SLM Corp. (SLM, $13.73, +$0.61, +4.65%) swung to a first-quarter profit as net interest income quadrupled and the company set a record for federal student-loan originations. The largest U.S. student lender, commonly known as Sallie Mae, posted results above Wall Street's expectations.



Standard & Poor's Ratings Services raised its outlook on Starwood Hotels & Resorts Worldwide Inc.'s (HOT, $54.24, +$4.19, +8.37%) junk-level credit ratings to positive amid improving prospects for the U.S. lodging sector. S&P said it expects Starwood "could achieve and sustain credit measures appropriate for a one-notch" upgrade from the current BB, putting it on the brink of investment-grade territory.



Sybase Inc. (SY, $45.26, -$1.84, -3.91%) reported its first-quarter profit surged 42%, pushing the technology company to another record quarter on strong demand across all product lines and geographies as the company continues to see stabilization. But it only reiterated its year revenue view something that weighed on the stock.



TCF Financial Corp. (TCB, $18.42, +$2.07, +12.66%) beat analysts' expectations with its first-quarter results as the Minneapolis-based bank holding company said net charge-offs fell for the second straight quarter.

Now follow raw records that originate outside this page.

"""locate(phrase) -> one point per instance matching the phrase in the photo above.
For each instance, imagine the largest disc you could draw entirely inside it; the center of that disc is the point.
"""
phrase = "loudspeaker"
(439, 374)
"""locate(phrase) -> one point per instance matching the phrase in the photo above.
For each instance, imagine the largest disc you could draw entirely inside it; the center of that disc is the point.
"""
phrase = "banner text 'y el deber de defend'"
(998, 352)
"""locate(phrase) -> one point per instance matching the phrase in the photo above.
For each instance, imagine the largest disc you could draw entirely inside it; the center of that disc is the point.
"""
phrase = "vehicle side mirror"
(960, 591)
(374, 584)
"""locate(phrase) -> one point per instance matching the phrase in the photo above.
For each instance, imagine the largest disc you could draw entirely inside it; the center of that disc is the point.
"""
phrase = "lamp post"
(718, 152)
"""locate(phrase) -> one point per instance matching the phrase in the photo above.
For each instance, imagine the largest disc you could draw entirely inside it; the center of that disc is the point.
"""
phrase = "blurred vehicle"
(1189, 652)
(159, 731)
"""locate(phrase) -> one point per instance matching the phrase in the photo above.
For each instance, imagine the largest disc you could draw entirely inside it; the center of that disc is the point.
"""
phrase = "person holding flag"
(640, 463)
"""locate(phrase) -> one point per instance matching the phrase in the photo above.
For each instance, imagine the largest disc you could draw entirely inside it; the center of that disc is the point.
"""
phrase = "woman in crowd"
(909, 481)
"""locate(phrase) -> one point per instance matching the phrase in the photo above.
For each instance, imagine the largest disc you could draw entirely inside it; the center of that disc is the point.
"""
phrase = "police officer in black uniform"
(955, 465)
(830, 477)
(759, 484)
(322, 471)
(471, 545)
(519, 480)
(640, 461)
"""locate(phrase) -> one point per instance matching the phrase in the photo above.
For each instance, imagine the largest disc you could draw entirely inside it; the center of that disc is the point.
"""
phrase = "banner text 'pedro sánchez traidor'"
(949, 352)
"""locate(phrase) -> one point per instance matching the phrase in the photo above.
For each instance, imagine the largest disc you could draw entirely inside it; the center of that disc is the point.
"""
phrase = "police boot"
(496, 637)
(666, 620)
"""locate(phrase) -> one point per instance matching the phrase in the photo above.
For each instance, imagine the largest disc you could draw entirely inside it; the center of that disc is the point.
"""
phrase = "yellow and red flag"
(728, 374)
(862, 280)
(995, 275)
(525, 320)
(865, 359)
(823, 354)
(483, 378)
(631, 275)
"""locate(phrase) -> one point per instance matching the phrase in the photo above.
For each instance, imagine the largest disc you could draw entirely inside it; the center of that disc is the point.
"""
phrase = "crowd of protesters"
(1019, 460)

Teradyne Inc. (TER, $13.10, +$0.92, +7.51%) swung to a first-quarter profit the third in a row after a year of red ink as revenue and orders soared and margins increased sharply. The semiconductor testing equipment maker's results topped its guidance and it gave a second-quarter forecast far above analysts' estimates. The stock has more than doubled in the past year.



Textron Inc. (TXT, $24.07, +$2.47, +11.44%) swung to a first-quarter loss as lower sales from its finance and Cessna jets units dragged down revenue. The maker of Cessna planes and Bell helicopters met expectations for the quarter said its defense-related sector was solid and that industrial businesses saw a "significant recovery," strong enough to back its full-year guidance and increase its expectations for some metrics. It even said its looking for a rebound in orders for the struggling business jets and commercial helicopters.



United Rentals Inc. (URI, $12.27, +$1.57, +14.67%) reported a narrower-than-expected first-quarter loss as the equipment rental company said it was seeing signs of a more positive environment and now expects to outperform its initial guidance on savings and free cash flow.